If anything, the NCCAM has been accused of a pro alternative therapy bias: Dr. Joseph Jacobs, who was head of the Office of Alternative Medicine (a smaller federal agency that came before the current one) called NCCAM “the fox guarding the chicken coop. This is not science, it’s ideology on the part of the advocates.” So the negative effects were surprising to all.

So how do supplement makers get away with it? By cherry-picking results of other studies and making a few leaps in logic.

For example, hoodia gordonii is credited as an appetite suppressant and in the lab it was – when a purified extract of the active molecule, called P57, was injected directly into the brains of rats. But taken orally, by humans? Adrienne Youdim, MD, medical director of the Comprehensive Weight Loss Program at Cedars-Sinai Medical Center and Michael Steelman, MD, chairman of the board of trustees for the American Society of Bariatric Physicians point out “There is no [published scientific] data to support its use.”

Unless of course the weight loss you’re after is a lighter wallet. Then keep buying it.

Shark cartilage? I’ve already btiched about that when I briefly touched on herbal supplements in the past. Black cohosh? It – ah, I’m going to stop now or we’ll be here all day. Sufficeth to say, the list goes on and on. I’m sure you get the picture by now.

The most insulting thing of all this is that manufacturers know this. In many cases they don’t even bother to measure the amounts they put into the pills they sell.

They also know that, unlike pharmeceuticals (which are heavily regulated), the supplement market is a “free for all” because regulatory agencies like the FDA take an innocent until proven guilty approach. While they can yank harmful drugs, there’s no mechanism to do likewise for herbal supplements with no efficacy. Other agencies may go after the manufacturers if the claims are too over-the-top, as certain makers of ‘enhancement’ pills have discovered.
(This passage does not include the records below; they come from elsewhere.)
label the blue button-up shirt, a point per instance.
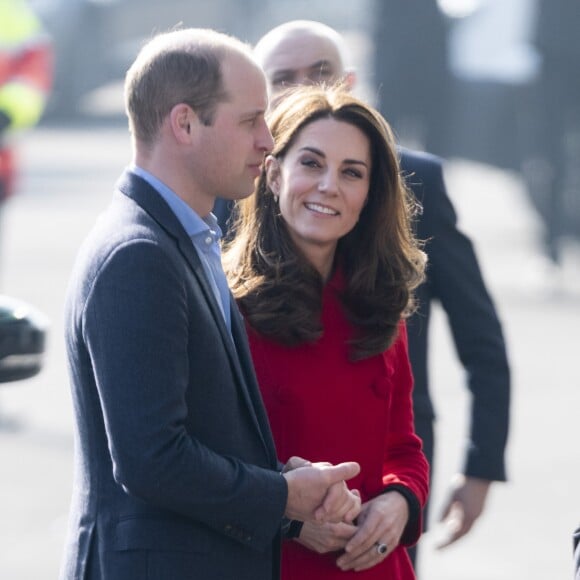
(205, 235)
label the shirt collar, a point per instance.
(193, 224)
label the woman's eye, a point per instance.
(354, 173)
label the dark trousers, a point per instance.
(425, 430)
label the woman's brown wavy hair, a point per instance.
(278, 290)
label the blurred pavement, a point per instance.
(525, 533)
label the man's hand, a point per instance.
(318, 492)
(324, 538)
(464, 506)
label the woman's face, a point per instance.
(322, 183)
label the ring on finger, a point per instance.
(381, 548)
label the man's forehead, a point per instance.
(298, 50)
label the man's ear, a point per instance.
(182, 120)
(272, 174)
(349, 79)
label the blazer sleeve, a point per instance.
(455, 279)
(136, 324)
(405, 467)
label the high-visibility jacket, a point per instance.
(26, 67)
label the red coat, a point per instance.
(325, 408)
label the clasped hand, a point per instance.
(381, 520)
(317, 492)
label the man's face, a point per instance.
(228, 155)
(298, 59)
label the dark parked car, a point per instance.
(22, 340)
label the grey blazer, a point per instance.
(175, 467)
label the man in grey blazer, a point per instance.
(176, 475)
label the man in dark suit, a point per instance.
(176, 472)
(301, 52)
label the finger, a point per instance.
(338, 502)
(367, 559)
(343, 471)
(352, 514)
(295, 462)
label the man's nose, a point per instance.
(265, 141)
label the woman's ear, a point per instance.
(273, 174)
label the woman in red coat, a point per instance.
(323, 266)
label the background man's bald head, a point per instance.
(302, 52)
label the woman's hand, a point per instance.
(382, 520)
(323, 538)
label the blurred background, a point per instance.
(490, 85)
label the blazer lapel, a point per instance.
(148, 198)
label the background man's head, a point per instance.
(302, 52)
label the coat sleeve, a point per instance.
(405, 467)
(137, 327)
(456, 280)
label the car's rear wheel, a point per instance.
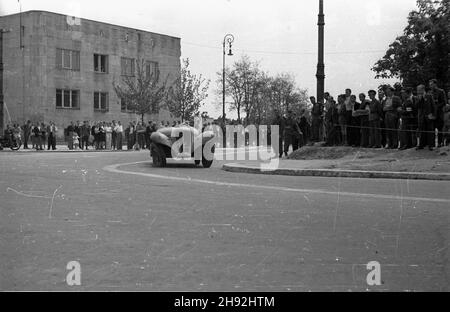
(158, 156)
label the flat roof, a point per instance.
(86, 19)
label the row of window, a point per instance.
(70, 59)
(70, 99)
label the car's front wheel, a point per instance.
(158, 156)
(206, 162)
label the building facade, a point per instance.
(62, 68)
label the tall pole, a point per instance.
(321, 65)
(227, 39)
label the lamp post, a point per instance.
(229, 38)
(320, 65)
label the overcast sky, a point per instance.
(281, 35)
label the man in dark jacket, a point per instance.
(280, 122)
(332, 121)
(26, 133)
(390, 107)
(439, 101)
(316, 119)
(375, 116)
(291, 133)
(85, 133)
(408, 116)
(425, 110)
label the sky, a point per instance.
(281, 35)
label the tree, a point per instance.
(187, 93)
(143, 93)
(423, 51)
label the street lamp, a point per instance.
(229, 38)
(2, 31)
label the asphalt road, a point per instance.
(135, 227)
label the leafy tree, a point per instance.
(187, 93)
(142, 93)
(423, 51)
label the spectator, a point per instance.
(26, 133)
(353, 123)
(102, 136)
(425, 109)
(85, 133)
(408, 116)
(108, 135)
(113, 135)
(364, 135)
(37, 137)
(140, 131)
(70, 131)
(446, 129)
(439, 102)
(316, 119)
(119, 132)
(332, 121)
(51, 133)
(77, 129)
(342, 113)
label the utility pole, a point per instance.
(229, 38)
(321, 65)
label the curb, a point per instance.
(336, 173)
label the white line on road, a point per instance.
(114, 169)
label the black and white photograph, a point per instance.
(236, 148)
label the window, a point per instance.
(127, 66)
(101, 101)
(67, 98)
(68, 59)
(151, 68)
(100, 63)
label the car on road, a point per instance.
(163, 148)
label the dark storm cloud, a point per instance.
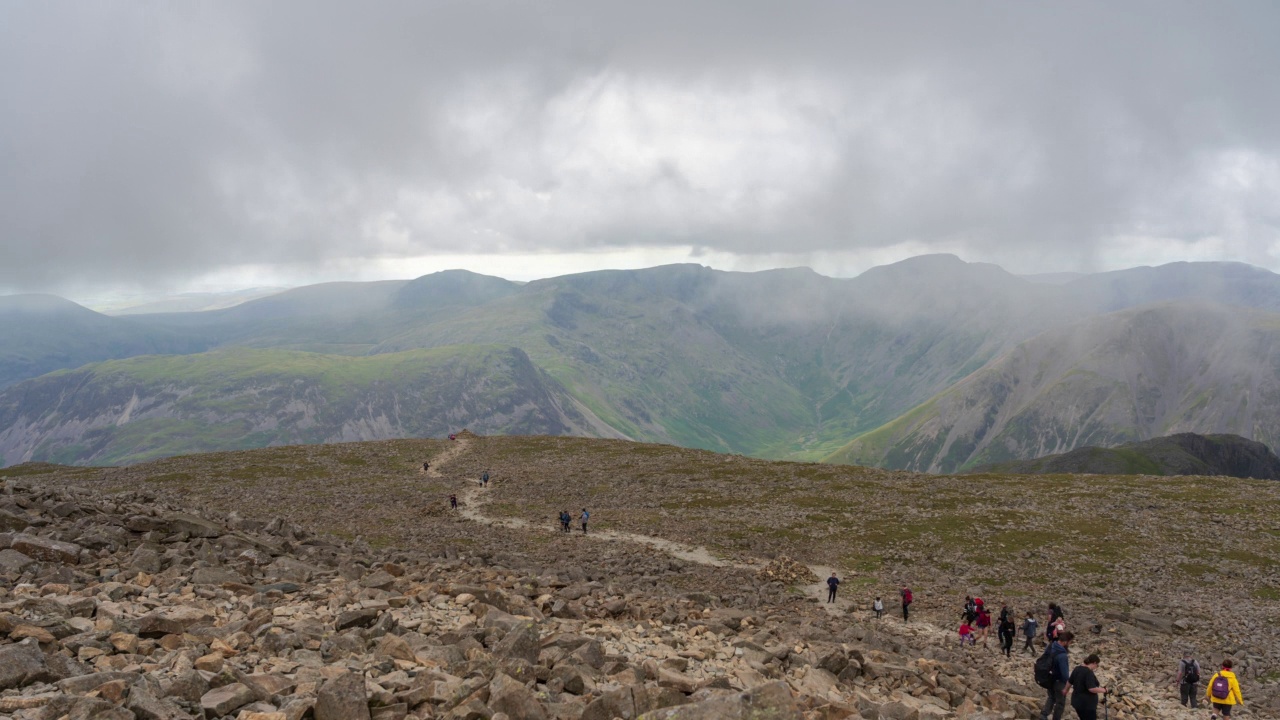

There is some good news. The actual theraputic treatments  included in the studies came out looking better than the take-this-supplement-for-what-ails-ya crowd: acupuncture does help certain conditions, and yoga, massage, meditation and other relaxation methods may actually relieve symptoms like pain, anxiety and fatigue.And as I said if you’re undergoing chemotherapy, the ginger might help.

I’m sure I’ll get angry emails and comments from herbal supplement supporters, but the data doesn’t back up what “everyone knows” – or what marketers have tried to convince you.

Footnote: a chain of retail supplement stores offered me a rather lucrative sponsorship of this site. I do allow such things and I admit being tempted – Taking no-pay time off work to starve yourself isn’t the easiest way to pay bills (as you can see by the necessity of including the shameless ‘tip jar’) – but as much as I may be a jerk, I’m not a whore.